L'homme qu'il a devant lui est brisé d'émotions.
— Il a très vite découvert la vraie nature du Seigneur des Ténèbres et réalisé son erreur. A ce moment, il a voulu faire marche arrière, j'ai essayé de l'en dissuader sachant qu'il mettait sa vie en danger. Je l'ai supplié au nom de notre amour, il n'a rien écouté... Il disait qu'il ne pourrait plus me regarder en face, qu'il devait faire sa part du travail et un jour, il n'est pas venu à notre rendez-vous. Je l'ai cherché !
— ...
— Par Salazar, je l'ai tant cherché, fait-il en se tordant les mains. Je n'ai jamais rien trouvé, pas un seul indice. Alors j'ai compris que Voldemort l'avait estimé gênant pour une raison ou une autre et qu'il avait fauché sa jeunesse comme il aurait écrasé un cafard. J'ai décidé de tout révéler à Dumbledore. Depuis je le venge, chaque jour que je vis et peu importe qui sera sur ce chemin. Je mourrai heureux lorsque ce serpent crèvera face au ciel où rira mon amour.
— Tu fais peur Servilus !
— C'est sans importance, Black ! Une fois de plus, je ne m'attends pas à ce que tu comprennes.
— Cela implique que tu aides Harry !
— Je le fais mais pas comme on le voudrait.
— En ne lui apprenant pas l'occlumencie ?
— Il ne contrôle pas sa magie, il est à certains moments tellement maladroit et parfois si puissant. Il en a déjà trop vu sans que je le veuille, je ne peux risquer qu'il en sache plus sur ma vie. Il n'est pas prêt.
— ...
— Ce n'est qu'un adolescent dans une guerre d'adultes et aucune prophétie ne peut changer ça.

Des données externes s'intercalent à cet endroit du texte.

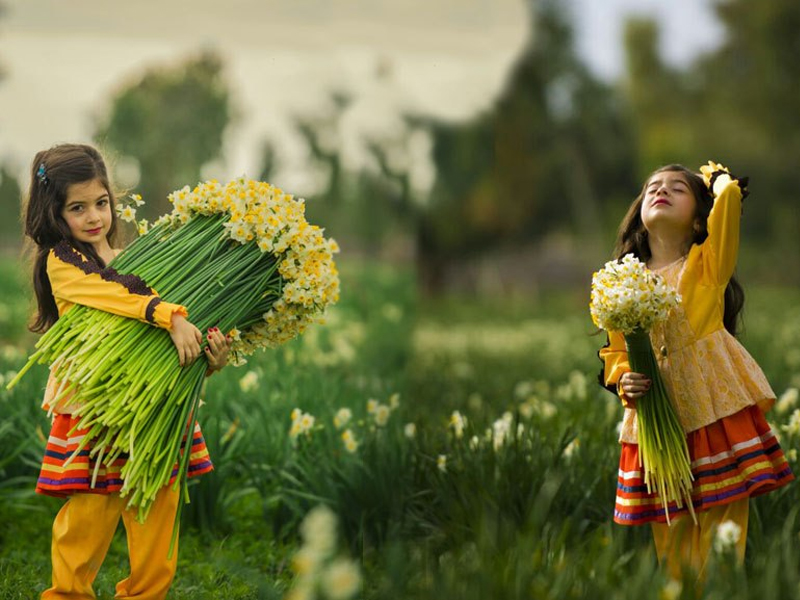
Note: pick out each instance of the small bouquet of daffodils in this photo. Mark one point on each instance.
(240, 256)
(629, 298)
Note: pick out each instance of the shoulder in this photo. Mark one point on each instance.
(65, 254)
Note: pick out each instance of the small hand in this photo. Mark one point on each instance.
(217, 350)
(634, 385)
(186, 338)
(716, 177)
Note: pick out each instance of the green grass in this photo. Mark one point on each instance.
(527, 518)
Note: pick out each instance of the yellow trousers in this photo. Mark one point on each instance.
(82, 533)
(684, 544)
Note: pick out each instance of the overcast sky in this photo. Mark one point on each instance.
(63, 59)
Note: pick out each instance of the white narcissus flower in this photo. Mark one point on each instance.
(350, 443)
(341, 579)
(627, 296)
(249, 382)
(441, 463)
(671, 591)
(458, 422)
(727, 536)
(787, 401)
(342, 417)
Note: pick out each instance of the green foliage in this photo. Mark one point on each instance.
(518, 512)
(10, 203)
(171, 121)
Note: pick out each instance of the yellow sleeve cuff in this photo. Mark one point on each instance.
(160, 313)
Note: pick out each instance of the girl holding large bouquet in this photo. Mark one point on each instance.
(685, 227)
(70, 217)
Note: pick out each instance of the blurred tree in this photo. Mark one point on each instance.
(552, 154)
(663, 110)
(10, 198)
(171, 122)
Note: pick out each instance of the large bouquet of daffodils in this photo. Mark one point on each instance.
(239, 256)
(628, 298)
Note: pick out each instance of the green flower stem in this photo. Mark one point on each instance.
(663, 452)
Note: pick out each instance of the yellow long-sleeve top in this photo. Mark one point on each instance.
(707, 372)
(76, 280)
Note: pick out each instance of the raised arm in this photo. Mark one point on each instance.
(76, 280)
(722, 245)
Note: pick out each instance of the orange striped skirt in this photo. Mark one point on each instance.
(733, 458)
(57, 479)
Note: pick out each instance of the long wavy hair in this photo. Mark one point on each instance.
(632, 238)
(64, 165)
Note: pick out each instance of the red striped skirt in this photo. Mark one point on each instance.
(57, 479)
(733, 458)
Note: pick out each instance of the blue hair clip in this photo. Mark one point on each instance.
(42, 174)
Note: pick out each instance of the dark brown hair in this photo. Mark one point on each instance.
(64, 165)
(632, 237)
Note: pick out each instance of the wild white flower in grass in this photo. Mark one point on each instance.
(630, 299)
(249, 382)
(793, 426)
(319, 530)
(727, 535)
(671, 590)
(341, 579)
(787, 401)
(306, 561)
(381, 414)
(441, 463)
(458, 422)
(350, 443)
(523, 389)
(320, 573)
(342, 417)
(128, 214)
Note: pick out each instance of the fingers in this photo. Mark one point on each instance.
(635, 385)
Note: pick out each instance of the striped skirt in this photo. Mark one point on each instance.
(735, 457)
(58, 479)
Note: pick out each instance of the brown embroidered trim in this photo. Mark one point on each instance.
(133, 283)
(150, 312)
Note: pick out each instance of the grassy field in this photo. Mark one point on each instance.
(480, 461)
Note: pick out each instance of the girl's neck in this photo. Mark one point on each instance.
(666, 249)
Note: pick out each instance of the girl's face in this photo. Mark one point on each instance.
(87, 212)
(669, 203)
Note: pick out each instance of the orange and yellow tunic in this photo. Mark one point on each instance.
(717, 389)
(74, 279)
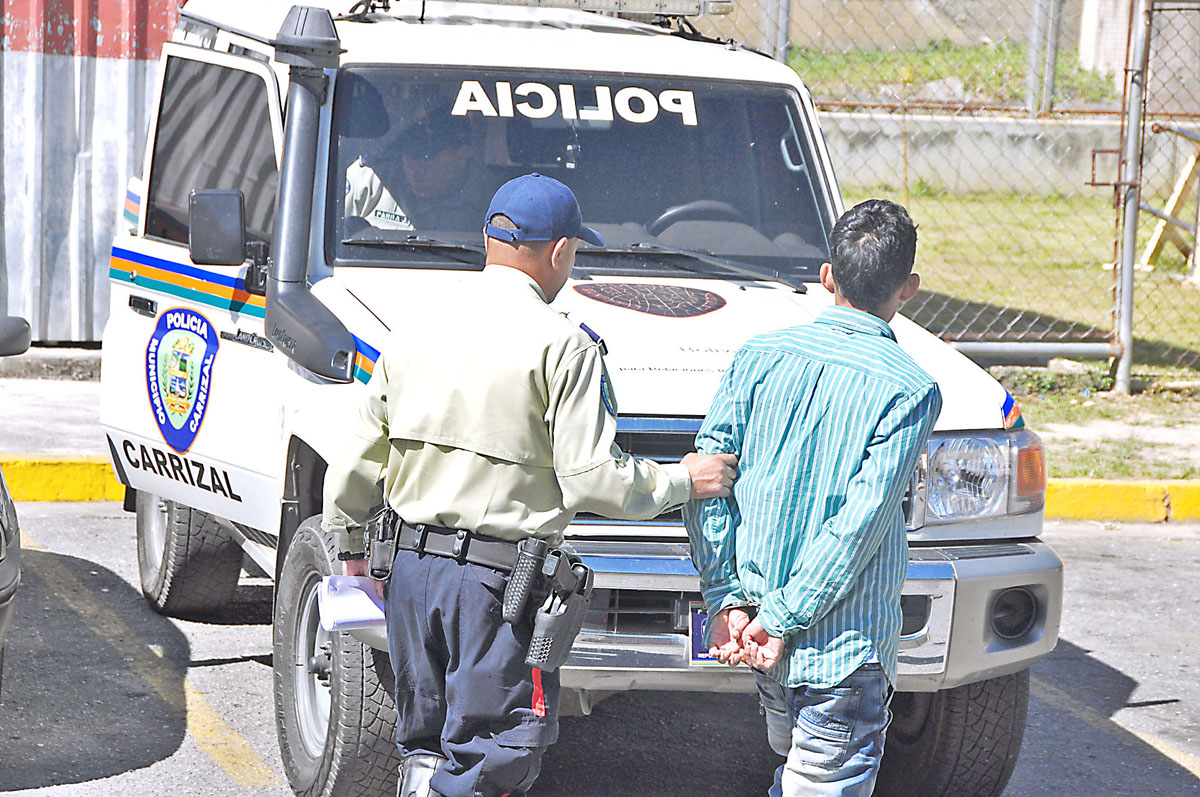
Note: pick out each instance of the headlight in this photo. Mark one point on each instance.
(984, 475)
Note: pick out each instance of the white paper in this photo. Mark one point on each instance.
(349, 601)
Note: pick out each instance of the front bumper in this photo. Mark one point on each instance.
(948, 641)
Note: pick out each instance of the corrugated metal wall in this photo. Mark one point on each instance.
(77, 78)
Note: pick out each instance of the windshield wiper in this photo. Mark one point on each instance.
(736, 267)
(413, 240)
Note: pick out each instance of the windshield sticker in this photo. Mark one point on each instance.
(179, 375)
(540, 101)
(675, 301)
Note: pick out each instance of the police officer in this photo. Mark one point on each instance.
(490, 418)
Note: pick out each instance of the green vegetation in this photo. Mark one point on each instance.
(1037, 267)
(989, 72)
(1090, 432)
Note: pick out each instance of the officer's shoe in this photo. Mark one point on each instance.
(415, 772)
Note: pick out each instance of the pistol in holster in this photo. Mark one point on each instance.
(561, 616)
(382, 532)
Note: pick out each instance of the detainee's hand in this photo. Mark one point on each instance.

Un bruit de porte, le portrait de sa mère qui se met à crier des injures au passage de l'arrivant. Un regard bleu, incisif et pétillant de malice qui jauge la scène qu'il découvre. Le frère, l'amant qui se dressent l'un contre l'autre pourtant unis dans une même peine.
— Severus, Sirius, bonsoir...
— Bonsoir Albus. salue le maraudeur.
— Albus ! fait le second avec un geste à peine marqué de la tête.
— Qu'as-tu de nouveau pour nous, Severus ?
Sirius s'éloigne laissant l'espion faire son rapport. Lourdement, il monte l'escalier et ouvre une seconde fois la chambre verte. Il prendles missives dans le petit tiroir, le referme en soupirant. Il ouvre la première et se met à lire.
Maintenant, il guette le départ du maître des potions honni de tout Poudlard, l'intercepte au passage. Sans un mot il lui tend les lettres enrubannées et très vite il fuit la seule larme qu'il verra jamais couler sur la joue blême de Severus Rogue.
Note: Contrairement à ce qu'on suppose souvent, Regulus Black a un an de moins que Sirius et Severus. De la même maison Serpentard, le plus jeune des Black et Severus étaient donc amenés à se côtoyer souvent. Ils deviennent tous les deux mangemorts en 1979 sans que la date soit précisée, au début de l'été pour Regulus. Il ne l'a été que quelques mois avant de se sacrifier, à presque dix-neuf ans, pour détruire l'horcruxe caché dans la caverne des inferi. Dans le courant de 1980 Rogue devient espion pour le compte de Dumbledore ensuite il est engagé en 1981 comme professeur à Poudlard et succède à Horace Slughorn. Il a vingt et un ans.